If you budget allows, buy the SDS speed control. It will take care of the problem.
I knew I should have said "no SDS". :) When I had an ultra-tricked out Scoutmaster setup a few years ago I had it, and found *little* difference. I have very clean AC.
I don't think that's the problem.
I think a Scout rim drive could be killer and is probably the best bet.
(I will never forget a demo of the Teres rim drive at RMAF 07. Took that already stellar table to another level.)
I should probably try a thread first, if that will work.
By the way I tried moving the motor assy farther from the platter tonight and that actually made a difference from the better.
Ok, you are rather right - I contradicted myself. I complained of lack of speed stability and a speed controller will certainly address that.

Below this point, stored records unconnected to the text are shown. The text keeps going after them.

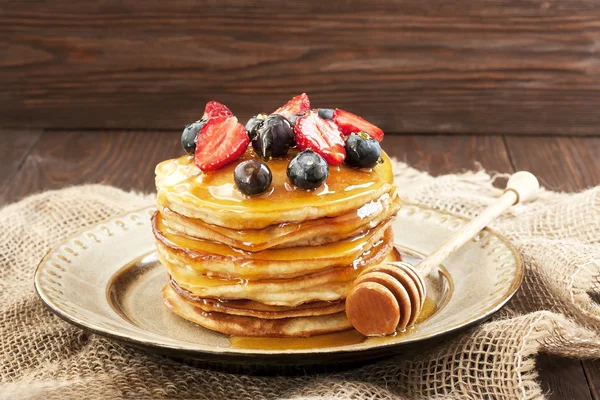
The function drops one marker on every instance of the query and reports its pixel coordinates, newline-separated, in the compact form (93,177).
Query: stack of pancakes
(279,264)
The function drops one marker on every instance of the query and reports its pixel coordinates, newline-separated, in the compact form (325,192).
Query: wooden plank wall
(469,67)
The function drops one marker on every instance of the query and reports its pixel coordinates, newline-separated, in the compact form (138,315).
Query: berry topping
(298,105)
(253,124)
(252,177)
(189,136)
(362,151)
(294,118)
(325,113)
(215,109)
(324,137)
(220,141)
(307,170)
(273,138)
(350,123)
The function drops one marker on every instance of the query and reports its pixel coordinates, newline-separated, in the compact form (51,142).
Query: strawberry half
(220,141)
(321,136)
(214,109)
(350,123)
(298,105)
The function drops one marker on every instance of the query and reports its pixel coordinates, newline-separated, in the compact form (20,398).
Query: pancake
(314,232)
(213,197)
(331,284)
(206,257)
(250,326)
(251,308)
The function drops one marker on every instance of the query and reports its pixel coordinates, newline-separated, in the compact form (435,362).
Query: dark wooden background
(468,67)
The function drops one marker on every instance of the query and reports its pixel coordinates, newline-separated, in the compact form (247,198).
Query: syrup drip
(338,339)
(182,177)
(353,246)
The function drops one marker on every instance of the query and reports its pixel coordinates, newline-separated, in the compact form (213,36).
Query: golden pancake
(314,232)
(329,285)
(251,308)
(206,257)
(213,197)
(250,326)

I think the motor drive with the rubber belt has issues other than speed stability, actually - it may just be a lack of drive ability. As in the sort an idler gives you. That is the sort of difference a rim drive brings as well.

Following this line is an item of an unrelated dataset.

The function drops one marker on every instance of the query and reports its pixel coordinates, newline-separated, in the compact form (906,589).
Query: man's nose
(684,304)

I am going to look into a rim drive setup.
I have solved the speed problem with the addition of a used PS Audio P-300. It stabilizes the voltage provided to the motor, $400. I wound up getting the 300RPM motor as well, which helped. I tried converting to string drive, but gave that up, the smaller diameter string changes the speed, so you would have to go with the SDS to use it.

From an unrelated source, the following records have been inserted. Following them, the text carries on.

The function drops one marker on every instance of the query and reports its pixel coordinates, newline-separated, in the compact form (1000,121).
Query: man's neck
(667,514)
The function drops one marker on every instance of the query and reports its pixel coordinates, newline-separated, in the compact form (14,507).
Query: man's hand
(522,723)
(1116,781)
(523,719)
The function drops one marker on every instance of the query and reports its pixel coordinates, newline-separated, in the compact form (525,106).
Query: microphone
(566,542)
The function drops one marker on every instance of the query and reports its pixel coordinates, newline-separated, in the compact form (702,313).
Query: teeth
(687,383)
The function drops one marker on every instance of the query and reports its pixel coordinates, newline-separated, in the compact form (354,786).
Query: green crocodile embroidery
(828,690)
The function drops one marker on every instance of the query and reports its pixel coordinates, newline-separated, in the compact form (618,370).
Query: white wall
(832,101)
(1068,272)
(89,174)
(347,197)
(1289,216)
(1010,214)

This setup works very well for me. I agree with you about proper isolation, it has worked wonders. To better this would require much more money to be spent, I believe.
A couple of things... The SDS will do nothing for you if your turntable speed is not stable. In other words, there are two flavors to the problem - stable speed but not at 33 1/3 and unstable speed. The SDS will only solve problem number one.
Second, as far as I know, the rim drive doesn't work with the Scout. You need a Scoutmaster, HR-X, or TNT-6 to use the rim drive.
I've found that speed instability is most likely caused on the Scout by a worn belt. Try replacing it. Other than that, make sure the table is level and the platter bearing is lubricated with white lithium grease.
Hi Paul, I have a VPI Scout with the Super Platter and SDS system and the 300 rpm motor . The tt and motor assembly sit on a sand box containing about 80 lbs. of sand. Once set, I notice no speed instability at all. It is on a dedicated 20 amp circuit for power and the voltage at the wall outlet runs 122-124 volts.
When I got the Super Platter Harry sent with it a new belt that was different from the one that came originally with the Scout.
I should clarify one thing I said in my earlier post in regard to the statement "The SDS will do nothing for you if your turntable speed is not stable.". The SDS can help with stability by providing a clean, stable source of power to the motor.
But, in my experience, speed stability problems have usually been unrelated to power delivery. But there are certainly places in the U.S. and the rest of the world that have less-than-stellar power delivery. The SDS should provide improved stability in those places. I live in Chicago, which is generally known to have very good power delivery. So it's not really an issue for me. The SDS is still valuable as a means of getting exact 33 1/3 speed.